Auto insurance is leading the charge with the adoption of dynamic pricing, which entails developing policies that are more cost-effective for low-risk customers and using a different premium model for high-risk policyholders.
By Ben Burger, commercial and new business executive at Alula Technologies
There is significant potential for life and health insurers to capitalise on this momentum and embrace this model within subsets of their product offerings. These opportunities are born from the ability to tailor premiums based on real-time data and analytics.
Insurers planning to implement dynamic pricing will make use of advanced technologies and sophisticated algorithms through artificial intelligence and machine learning. This will provide an additional layer of insights on top of the massive amounts of data insurers are collecting from various channels. The supporting technology already exists, with the likes of telematics devices, wearables, social media, historical claims records, and health records, which are all being used to provide a comprehensive view of an individual customer.
Understanding this data empowers insurers to gain insights into individual risk profiles and provides them with the means to adjust premiums accordingly. As part of this, we are now able to adapt pricing in real-time, allowing for personalised and dynamic coverage.
This serves to further strengthen the customer experience and promote more frequent interaction between the insurer and the policyholder, building the trust relationship between individual and institution. In turn, this will reduce churn in a highly competitive marketplace.
The importance of data and analytics
Data and analytics are crucial in an insurer’s approach to dynamic pricing. Using advanced analytical techniques, insurers can assess risk with greater precision. This will empower them to better differentiate between high-risk and low-risk policyholders and, per implication, implement more accurate pricing geared to each target market.
Furthermore, data-driven insights provide insurers with a view of emerging trends to guide them in developing products that reflect market needs while enhancing their underwriting practices.
Dynamic pricing also has the benefit of positively impacting customer behaviour, and the relationships insurers have with their customers. With personalised pricing, customers will be incentivised to adopt safer behaviours, such as defensive driving or proactive health management. This shift can lead to a mutually beneficial relationship that sees insurers reward customers for risk mitigation and prevention.
However, some customers may feel uneasy about the perceived intrusion of their privacy or the potential for sudden premium increases. It is, therefore, up to insurers to communicate the benefits of this data usage and address any concerns customers may have to maintain trust.
The challenges of transitioning
Transitioning from traditional pricing models to dynamic pricing poses several challenges for insurers. Accurate data collection, redundant storage, and effective analysis must be maintained. Leveraging reliable data from multiple channels is essential if an insurer is to truly benefit from dynamic pricing.
Additionally, insurers must invest in robust infrastructure, analytics capabilities, and specialised skills to effectively leverage the power of data. Moreover, regulatory considerations, including compliance with fair pricing practices and the use of personal data, need to be addressed to ensure a smooth transition.

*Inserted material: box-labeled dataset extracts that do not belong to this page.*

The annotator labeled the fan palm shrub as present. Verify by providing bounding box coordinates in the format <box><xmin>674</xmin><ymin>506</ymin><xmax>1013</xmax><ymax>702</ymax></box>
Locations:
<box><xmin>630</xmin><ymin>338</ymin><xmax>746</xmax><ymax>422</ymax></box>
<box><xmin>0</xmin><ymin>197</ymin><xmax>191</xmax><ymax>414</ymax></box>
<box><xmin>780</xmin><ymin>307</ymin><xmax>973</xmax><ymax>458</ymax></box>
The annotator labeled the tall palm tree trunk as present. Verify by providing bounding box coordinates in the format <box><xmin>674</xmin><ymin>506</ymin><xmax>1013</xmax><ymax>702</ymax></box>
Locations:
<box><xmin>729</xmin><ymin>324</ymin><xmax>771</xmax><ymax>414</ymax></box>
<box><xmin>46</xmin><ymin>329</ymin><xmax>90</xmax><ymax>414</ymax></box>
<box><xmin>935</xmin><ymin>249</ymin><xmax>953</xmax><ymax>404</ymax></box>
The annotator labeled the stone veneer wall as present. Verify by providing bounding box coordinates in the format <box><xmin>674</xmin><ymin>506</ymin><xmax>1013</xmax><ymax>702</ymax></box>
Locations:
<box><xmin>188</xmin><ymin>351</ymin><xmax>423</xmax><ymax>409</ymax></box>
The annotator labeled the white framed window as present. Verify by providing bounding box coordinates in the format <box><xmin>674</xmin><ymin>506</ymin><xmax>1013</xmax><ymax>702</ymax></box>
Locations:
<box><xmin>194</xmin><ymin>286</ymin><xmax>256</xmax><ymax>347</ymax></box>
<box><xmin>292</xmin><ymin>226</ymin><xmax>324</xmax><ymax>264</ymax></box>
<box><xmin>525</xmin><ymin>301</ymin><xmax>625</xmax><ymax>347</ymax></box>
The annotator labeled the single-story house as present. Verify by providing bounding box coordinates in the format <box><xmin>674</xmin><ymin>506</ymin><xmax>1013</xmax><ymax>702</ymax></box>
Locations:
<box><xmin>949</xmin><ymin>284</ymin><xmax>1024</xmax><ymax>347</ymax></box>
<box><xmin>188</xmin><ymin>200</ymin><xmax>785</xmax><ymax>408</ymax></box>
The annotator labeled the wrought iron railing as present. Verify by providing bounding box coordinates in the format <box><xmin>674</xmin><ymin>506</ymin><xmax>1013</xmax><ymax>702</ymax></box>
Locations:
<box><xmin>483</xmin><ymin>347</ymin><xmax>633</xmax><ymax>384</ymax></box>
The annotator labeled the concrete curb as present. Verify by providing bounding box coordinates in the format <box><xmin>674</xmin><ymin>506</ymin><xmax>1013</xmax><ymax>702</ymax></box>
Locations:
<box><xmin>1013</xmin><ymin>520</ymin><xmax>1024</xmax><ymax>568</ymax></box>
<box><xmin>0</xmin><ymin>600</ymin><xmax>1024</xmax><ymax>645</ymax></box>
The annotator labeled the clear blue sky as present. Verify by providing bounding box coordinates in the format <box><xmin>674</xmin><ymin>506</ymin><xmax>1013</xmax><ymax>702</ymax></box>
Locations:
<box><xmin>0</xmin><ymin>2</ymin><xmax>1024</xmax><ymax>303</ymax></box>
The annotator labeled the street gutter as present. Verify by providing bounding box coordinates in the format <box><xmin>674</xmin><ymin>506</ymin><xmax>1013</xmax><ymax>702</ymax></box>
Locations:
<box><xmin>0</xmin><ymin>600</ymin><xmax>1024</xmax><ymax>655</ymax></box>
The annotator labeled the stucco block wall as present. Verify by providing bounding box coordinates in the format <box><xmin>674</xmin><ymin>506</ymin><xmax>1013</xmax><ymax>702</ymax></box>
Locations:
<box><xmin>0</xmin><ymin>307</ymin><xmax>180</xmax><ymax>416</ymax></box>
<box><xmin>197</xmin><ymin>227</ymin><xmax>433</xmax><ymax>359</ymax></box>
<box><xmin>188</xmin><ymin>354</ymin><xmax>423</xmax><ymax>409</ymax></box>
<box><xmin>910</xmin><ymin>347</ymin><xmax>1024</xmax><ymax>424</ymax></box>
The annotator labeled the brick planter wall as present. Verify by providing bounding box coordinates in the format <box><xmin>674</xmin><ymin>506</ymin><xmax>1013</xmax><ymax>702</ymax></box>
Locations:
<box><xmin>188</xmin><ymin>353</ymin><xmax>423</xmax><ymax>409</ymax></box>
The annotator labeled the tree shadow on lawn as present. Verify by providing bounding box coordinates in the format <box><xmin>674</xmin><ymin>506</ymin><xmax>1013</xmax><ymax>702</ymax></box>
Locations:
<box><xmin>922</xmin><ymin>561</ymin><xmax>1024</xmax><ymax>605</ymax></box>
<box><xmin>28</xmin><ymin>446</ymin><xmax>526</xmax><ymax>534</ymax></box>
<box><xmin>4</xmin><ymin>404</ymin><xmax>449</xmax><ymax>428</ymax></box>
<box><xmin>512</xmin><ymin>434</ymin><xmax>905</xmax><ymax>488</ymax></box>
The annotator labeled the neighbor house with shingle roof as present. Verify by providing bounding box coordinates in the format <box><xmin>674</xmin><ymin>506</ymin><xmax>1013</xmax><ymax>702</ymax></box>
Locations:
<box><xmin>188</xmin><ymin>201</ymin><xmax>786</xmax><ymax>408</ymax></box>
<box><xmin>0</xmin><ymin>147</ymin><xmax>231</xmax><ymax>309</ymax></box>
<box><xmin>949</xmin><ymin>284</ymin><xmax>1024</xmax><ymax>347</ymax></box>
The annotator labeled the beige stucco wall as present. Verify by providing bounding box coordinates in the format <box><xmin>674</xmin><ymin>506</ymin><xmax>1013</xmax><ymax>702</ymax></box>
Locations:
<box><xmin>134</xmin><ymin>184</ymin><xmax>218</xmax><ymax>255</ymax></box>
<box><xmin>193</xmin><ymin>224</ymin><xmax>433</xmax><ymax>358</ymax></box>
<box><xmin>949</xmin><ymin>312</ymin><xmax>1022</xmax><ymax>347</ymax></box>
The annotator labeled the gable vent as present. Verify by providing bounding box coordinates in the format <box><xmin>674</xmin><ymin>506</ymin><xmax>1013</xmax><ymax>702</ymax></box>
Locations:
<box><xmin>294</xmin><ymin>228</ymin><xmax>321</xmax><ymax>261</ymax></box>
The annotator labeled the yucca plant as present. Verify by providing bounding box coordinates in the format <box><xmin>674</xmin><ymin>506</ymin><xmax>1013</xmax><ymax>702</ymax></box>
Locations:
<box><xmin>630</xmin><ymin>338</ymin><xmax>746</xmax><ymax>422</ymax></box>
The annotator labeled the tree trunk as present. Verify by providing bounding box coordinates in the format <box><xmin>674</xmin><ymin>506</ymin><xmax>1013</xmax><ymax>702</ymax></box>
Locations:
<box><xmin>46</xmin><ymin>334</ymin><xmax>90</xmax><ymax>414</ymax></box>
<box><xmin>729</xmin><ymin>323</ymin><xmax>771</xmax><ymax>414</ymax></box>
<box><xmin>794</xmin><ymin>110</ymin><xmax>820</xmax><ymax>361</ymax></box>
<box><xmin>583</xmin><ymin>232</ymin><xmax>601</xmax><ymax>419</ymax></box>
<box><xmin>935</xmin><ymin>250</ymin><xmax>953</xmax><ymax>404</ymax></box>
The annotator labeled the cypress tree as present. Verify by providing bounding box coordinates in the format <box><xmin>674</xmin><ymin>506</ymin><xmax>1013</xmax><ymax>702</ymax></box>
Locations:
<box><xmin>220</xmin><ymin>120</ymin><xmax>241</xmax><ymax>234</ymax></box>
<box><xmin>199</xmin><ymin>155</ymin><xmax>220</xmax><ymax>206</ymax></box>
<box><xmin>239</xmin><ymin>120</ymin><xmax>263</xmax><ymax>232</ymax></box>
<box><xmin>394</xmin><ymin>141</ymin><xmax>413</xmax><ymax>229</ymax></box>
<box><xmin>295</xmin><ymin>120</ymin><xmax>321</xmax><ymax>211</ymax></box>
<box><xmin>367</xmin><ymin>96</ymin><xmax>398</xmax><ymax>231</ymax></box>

Insurers must also be cognisant of the ethical implications tied to dynamic pricing, particularly fairness and discrimination. To address these concerns, insurers must remain committed to maintaining transparency in their pricing methodologies. As such, they must provide clear explanations for premium adjustments based on risk factors and encourage customer education on the benefits of dynamic pricing.
Dynamic pricing provides insurers with the means to fundamentally revolutionise their business models, once proven in subsets of product suites. Integrating data analysis at scale using advanced technologies will enable insurers to better align pricing with risk profiles and customer behaviour. Additionally, customers will be empowered to make proactive choices based on their risk profiles.
There are technical complexities, alleviating customer concerns and addressing the potential ethical implications to ensure a fair and sustainable pricing ecosystem that must all be considered. However, by embracing these and leveraging the opportunities offered by dynamic pricing, insurers can forge stronger relationships with customers, enhance risk management practices, and drive greater customer satisfaction and loyalty.